Partie 3 : Produire plus et mieux : pour une agriculture durable

L’agriculture intensive est source de nombreux problèmes, principalement pour l’environnement, car elle se base sur la monoculture qui favorise la propagation de maladies végétales et de ravageurs des cultures, et conduit donc à l’utilisation de pesticides dont la nocivité n’est plus à prouver. La santé humaine dépend donc en partie de la santé des végétaux. Au 21ème siècle, comment nourrir toujours plus d’êtres humains pour lutter contre la faim dans le monde ? Comment cultiver les plantes en limitant les impacts négatifs sur les écosystèmes tout en conservant le développement économique ? L’agriculture durable serait-elle la solution ? Voilà des questions complexes auxquelles nos intervenants de cette troisième partie vont tenter d’apporter des éléments de réponse.

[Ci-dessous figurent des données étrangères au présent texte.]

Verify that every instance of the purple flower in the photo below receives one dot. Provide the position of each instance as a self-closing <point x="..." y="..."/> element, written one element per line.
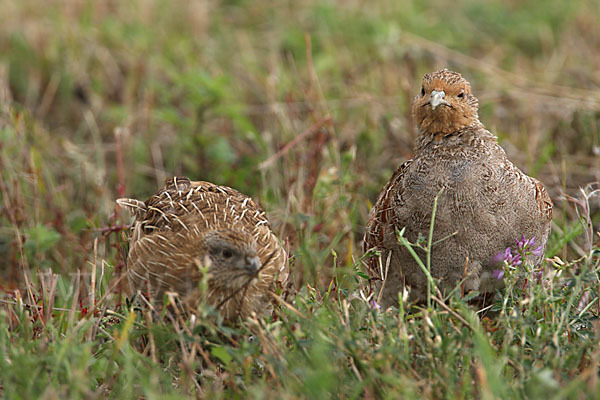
<point x="374" y="305"/>
<point x="538" y="252"/>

I) La durabilité : une réponse aux différents enjeux et défis de l’agriculture du XXIè siècle

Virginie Mercier : Maître de conférences HDR à la Faculté de Droit et Science politique d’Aix-Marseille Université, Directrice de l’Institut de Droit de l’Environnement et du Développement Durable, spécialisée dans l’étude du droit des affaires dans le développement durable : Responsabilité sociétale des entreprises, finance durable, responsabilité civile environnementale, contrat et RSE, droit de l’environnement et santé-sécurité au travail. Virginie Mercier a dirigé un colloque le 10 Avril 2020 intitulé : « Agriculture et alimentation durables, Le temps des transitions ». L’objectif principal de ce colloque était d’apporter des éléments de réponses à la problématique : « Comment nourrir l’ensemble des habitants de la planète, en produisant une nourriture suffisante, de bonne qualité et dont les modes de production soient respectueux de l’environnement. »

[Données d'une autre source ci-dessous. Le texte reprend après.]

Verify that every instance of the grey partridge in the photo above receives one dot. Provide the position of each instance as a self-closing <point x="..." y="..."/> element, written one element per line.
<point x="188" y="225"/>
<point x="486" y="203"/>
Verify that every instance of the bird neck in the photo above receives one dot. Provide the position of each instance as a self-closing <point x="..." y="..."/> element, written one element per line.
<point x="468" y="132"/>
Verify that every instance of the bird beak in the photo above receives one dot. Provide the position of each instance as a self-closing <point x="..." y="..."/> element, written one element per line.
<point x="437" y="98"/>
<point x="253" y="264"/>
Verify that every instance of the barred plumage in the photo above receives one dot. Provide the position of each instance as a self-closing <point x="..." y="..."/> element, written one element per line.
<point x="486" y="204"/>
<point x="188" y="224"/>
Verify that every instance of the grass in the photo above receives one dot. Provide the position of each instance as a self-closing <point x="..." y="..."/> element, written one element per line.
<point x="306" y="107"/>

II) Les recherches scientifiques sur les techniques agricoles durables

Stéphane Jezequel est un ingénieur ARVALIS (institut du végétal) et est nommé depuis peu au poste de directeur scientifique d’ARVALIS. Cet ingénieur agronome diplômé de l’ENSA Toulouse a développé son expertise scientifique et son expérience de terrain depuis son entrée à l’ICTF en 1990 en tant qu’ingénieur régional en PACA. Il travaille en agriculture de la conservation, plus précisément dans la culture de semi-direct sous couvert végétal. Il s’est également investi en faveur de la recherche de voies d’adaptation au changement climatique et des impacts du dérèglement climatique sur la rentabilité et la qualité des productions de céréales dans le Sud-Est. Il travaille en étroite collaboration avec Mathieu Marguerie sur la déclinaison « bio» de tous ces sujets. Il fera une intervention sur les recherches scientifiques sur les techniques agricoles durables.